Assessing Growth Using the WHO Growth Charts

  • Use recommended protocols to measure the weight and recumbent length of the child accurately. Record the measurements correctly.
  • Accurately measuring and recording this information is critical for growth charts to be used as an effective screening tool.
  • Calculating age correctly is also critical for accurate growth determinations and interpretations.
  • Plot these measurements on the appropriate WHO growth chart.
    • Use the percentile lines on the chart to assess body size and growth and to monitor growth over time.
Percentile Cutoff Values

The World Health Organization (WHO) recommends cutoff values of +2 standard deviations, which correspond to the 2.3rd and 97.7th percentiles, to define abnormal growth.1

  • For the WHO growth charts modified by CDC, these cutoff values are labeled as the 2nd percentile and the 98th percentile.
  • Infants and children with a weight-for-length that is less than the 2nd percentile are classified as low weight-for-length.
  • Infants and children with a length-for-age that is less than the 2nd percentile are classified as having short stature.
  • Infants and children with a weight-for-length that is higher than the 98th percentile are classified as high weight-for-length.

WHO Percentile Cutoff Values Differ from Traditional CDC Cutoff Values

The cutoff values for the 2nd and 98th percentiles used in the WHO growth standard charts are different from those used in the CDC growth references chart. CDC uses the 5th and 95th percentiles. Different methods are used to create the WHO and CDC charts.

  • Historically, CDC used the 5th percentile to define shortness and low weight-for-length, and the 95th percentile was used to define high weight-for-length.
  • Using the WHO growth chart cutoff values indicates a change in clinical protocol.
  • Theoretically, children in the WHO population would be expected to be healthy. Thus, more extreme cutoff values are more appropriate to define the extremes of growth of children rather than the values used in the CDC growth reference.2
WHO Growth Standards Represent Optimal Growth

The WHO growth standard charts are intended to reflect normal child growth under optimal environmental conditions.

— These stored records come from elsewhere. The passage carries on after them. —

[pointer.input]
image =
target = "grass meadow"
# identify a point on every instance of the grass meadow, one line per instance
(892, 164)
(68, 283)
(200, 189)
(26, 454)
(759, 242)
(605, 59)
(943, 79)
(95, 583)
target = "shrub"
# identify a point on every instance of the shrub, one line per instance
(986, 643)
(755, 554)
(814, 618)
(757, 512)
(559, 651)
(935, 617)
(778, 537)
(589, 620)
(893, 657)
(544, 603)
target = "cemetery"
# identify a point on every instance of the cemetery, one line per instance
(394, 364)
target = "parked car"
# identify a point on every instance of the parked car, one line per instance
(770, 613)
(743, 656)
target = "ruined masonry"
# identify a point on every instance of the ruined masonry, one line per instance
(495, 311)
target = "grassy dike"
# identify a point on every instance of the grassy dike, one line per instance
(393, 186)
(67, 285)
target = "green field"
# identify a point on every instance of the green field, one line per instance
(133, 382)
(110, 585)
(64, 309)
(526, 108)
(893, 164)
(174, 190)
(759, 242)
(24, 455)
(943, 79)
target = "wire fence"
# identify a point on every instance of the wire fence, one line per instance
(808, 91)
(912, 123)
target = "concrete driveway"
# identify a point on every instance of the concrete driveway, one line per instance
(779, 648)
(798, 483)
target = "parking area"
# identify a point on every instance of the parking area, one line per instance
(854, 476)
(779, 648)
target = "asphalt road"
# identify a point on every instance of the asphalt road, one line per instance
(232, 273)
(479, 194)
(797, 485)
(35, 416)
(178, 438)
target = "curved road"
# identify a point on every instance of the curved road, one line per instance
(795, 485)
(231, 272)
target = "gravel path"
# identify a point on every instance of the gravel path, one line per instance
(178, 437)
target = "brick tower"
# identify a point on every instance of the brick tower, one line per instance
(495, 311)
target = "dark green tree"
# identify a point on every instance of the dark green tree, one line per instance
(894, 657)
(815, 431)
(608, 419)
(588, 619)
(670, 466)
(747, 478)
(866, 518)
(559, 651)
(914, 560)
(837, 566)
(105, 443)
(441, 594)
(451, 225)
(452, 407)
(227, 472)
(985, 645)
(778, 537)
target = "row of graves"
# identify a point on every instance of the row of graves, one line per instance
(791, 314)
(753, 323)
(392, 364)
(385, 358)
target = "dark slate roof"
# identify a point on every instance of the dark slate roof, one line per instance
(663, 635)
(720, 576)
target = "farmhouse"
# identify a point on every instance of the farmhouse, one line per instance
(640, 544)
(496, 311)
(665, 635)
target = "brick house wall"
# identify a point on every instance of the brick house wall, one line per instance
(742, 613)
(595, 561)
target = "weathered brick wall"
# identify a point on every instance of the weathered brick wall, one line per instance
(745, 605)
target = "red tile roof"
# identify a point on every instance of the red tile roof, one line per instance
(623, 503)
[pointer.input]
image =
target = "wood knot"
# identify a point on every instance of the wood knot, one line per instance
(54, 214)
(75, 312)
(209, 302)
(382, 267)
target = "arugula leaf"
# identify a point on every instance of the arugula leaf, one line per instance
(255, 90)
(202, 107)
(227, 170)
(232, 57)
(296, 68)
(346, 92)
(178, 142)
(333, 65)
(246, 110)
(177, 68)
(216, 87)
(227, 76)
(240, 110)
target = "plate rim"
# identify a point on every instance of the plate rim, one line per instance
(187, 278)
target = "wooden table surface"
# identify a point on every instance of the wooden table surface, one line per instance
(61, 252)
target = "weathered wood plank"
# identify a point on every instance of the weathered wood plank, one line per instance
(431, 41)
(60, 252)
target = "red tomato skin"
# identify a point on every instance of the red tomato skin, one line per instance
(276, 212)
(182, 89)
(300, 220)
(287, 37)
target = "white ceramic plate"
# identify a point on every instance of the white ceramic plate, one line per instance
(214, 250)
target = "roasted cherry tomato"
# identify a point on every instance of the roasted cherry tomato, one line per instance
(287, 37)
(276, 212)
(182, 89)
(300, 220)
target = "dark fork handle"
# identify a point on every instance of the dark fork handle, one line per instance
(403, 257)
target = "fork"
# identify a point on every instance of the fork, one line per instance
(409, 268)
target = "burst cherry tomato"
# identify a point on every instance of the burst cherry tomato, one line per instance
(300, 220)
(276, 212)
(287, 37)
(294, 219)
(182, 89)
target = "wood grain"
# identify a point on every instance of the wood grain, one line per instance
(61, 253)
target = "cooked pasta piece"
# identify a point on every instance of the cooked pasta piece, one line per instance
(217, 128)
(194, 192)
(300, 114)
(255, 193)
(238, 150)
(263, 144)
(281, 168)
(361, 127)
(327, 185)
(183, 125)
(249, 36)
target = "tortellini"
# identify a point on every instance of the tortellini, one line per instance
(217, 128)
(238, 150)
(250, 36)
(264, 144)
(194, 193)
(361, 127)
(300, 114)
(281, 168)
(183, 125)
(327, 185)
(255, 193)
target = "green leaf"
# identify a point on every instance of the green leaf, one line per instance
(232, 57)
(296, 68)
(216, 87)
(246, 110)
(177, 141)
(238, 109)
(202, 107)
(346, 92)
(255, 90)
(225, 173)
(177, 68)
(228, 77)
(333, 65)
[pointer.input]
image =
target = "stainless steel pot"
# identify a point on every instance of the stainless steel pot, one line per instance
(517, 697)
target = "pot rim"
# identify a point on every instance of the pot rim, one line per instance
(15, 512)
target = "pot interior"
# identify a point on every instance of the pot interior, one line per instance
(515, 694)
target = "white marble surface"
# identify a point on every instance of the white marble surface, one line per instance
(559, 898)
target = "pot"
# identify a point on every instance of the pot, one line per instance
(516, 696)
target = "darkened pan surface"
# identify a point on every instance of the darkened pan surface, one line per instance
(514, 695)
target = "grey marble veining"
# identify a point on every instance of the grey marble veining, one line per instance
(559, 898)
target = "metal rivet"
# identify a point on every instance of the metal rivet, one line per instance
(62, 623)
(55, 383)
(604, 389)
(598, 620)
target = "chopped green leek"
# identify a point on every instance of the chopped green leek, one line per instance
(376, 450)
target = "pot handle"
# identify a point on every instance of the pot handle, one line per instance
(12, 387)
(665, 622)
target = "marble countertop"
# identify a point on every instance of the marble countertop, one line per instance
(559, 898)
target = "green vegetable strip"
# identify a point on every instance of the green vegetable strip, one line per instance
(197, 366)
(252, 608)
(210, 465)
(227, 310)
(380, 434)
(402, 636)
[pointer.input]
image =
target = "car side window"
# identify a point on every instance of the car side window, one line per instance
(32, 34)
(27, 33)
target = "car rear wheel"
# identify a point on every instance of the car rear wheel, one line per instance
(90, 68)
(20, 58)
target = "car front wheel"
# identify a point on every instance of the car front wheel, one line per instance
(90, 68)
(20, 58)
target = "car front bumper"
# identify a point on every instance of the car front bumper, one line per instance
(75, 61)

  • Although many children in the United States do not experience the optimal environmental, behavioral, or health conditions specified in the WHO Multicenter Growth Reference Study, the WHO growth standard charts are intended for use with children younger than aged 24 months because they represent optimal growth.


1World Health Organization. WHO Child Growth Standards: Length/Height-for-Age, Weight-for-Age, Weight-for-Length, Weight-for-Height and Body Mass Index-for-Age: Methods and Development. Geneva, Switzerland: World Health Organization; 2006.

2Mei Z, Ogden CL, Flegal KM, Grummer-Strawn LM. Comparison of the prevalence of shortness, underweight, and overweight among US children aged 0 to 59 months by using the CDC 2000 and the WHO 2006 growth charts. J Pediatr. 2008;153(5):622-628.